While fiction lends itself to the short form of a movie and can instill a similar feeling of motivation in the viewer. “Heck yeah, if the geeky hero can transform into an unstoppably juggernaut, of course I can too! I’m going to crush this thing I’ve been toying with for months and not just get it done, but knock it outta the park.” Yet the following morning, that motivation has evaporated (unless is was a really good movie) and its back to business as usual.
Truth is, in the absence of external inputs, motivation tends to be a fickle ally. It can be useful to get over the inertia of starting. But the movie story line of subsequent, unrelenting, motivation-driven productivity is the stuff of fairy tales.

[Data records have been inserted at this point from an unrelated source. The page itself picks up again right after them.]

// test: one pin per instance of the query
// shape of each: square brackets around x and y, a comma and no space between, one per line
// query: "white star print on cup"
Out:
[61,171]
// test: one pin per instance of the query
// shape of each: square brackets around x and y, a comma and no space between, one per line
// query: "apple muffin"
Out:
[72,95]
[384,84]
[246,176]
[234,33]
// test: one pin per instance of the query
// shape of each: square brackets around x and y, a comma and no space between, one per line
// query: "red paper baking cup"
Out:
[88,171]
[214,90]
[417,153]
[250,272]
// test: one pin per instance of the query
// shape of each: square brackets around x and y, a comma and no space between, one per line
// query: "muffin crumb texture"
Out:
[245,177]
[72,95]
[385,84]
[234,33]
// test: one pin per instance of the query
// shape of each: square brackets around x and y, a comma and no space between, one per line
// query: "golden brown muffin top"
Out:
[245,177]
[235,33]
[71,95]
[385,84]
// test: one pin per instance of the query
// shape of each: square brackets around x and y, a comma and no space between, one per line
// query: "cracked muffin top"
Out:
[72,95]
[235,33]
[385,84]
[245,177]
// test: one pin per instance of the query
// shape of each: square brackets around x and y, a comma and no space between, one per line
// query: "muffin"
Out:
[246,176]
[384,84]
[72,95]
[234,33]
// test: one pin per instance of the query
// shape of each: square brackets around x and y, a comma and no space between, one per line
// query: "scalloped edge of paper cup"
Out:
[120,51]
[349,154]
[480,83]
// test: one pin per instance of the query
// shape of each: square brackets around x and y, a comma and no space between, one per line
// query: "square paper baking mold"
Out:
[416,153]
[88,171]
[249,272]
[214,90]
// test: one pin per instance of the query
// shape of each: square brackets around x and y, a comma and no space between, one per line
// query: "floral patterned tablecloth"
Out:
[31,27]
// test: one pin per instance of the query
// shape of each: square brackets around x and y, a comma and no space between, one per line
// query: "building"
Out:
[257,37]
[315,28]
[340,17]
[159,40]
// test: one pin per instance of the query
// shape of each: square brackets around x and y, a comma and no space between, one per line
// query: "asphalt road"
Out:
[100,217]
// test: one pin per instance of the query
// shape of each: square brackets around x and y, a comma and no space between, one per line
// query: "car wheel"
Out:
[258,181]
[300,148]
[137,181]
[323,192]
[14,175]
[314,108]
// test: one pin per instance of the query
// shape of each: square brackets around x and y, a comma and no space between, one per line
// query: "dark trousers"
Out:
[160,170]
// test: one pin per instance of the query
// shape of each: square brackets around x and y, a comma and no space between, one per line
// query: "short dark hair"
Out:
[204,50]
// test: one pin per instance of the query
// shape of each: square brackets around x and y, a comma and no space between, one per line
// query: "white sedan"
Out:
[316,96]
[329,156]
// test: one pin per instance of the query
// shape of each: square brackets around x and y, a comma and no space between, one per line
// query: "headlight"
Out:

I’ve seen recommendations of maintaining motivation by considering (pretending) that our life depends on our maintaining a level of commitment, effort or productivity. Yet motivation easily sees through this ruse. …and laughs.
While motivation can be an ally that helps overcome, sometimes massive, inertia – you need to have the real A Team ready to pick up where motivation will leave off. That is commitment, movement, and consistency.
While the sometimes large initial gains of a motivation driven start are generally hard to maintain, being ready to continue forward, likely at a less spectacular pace should be planned for. You may have a stellar session at the gym and find yourself having a hard time moving at all the following day. This is where you need to have planned for recovery day(s) and a commitment to keep doing some sort of exercise. Your legs got blown out, work your arms. You cranked through the first week’s coding exercises and need to wait for the next week’s to be available? Go back and run through this week’s exercises and reinforce your learning.
It is easy (and common) to belittle smaller strides made after a spectacular, motivation-induced start, but these small steps add up. Knowing that each step, no matter how small, moves you towards the goal means you should not belittle them. Building a habit of progress will trump motivation any day. It is the consistent commitment to doing something to move you forward, even if you are being pushed back, that will get you to and carry you through the goal posts of spectacular success.
Use motivation to your advantage, flip the switch as often as you can to kickstart or accelerate what you are already doing – every day, without fail.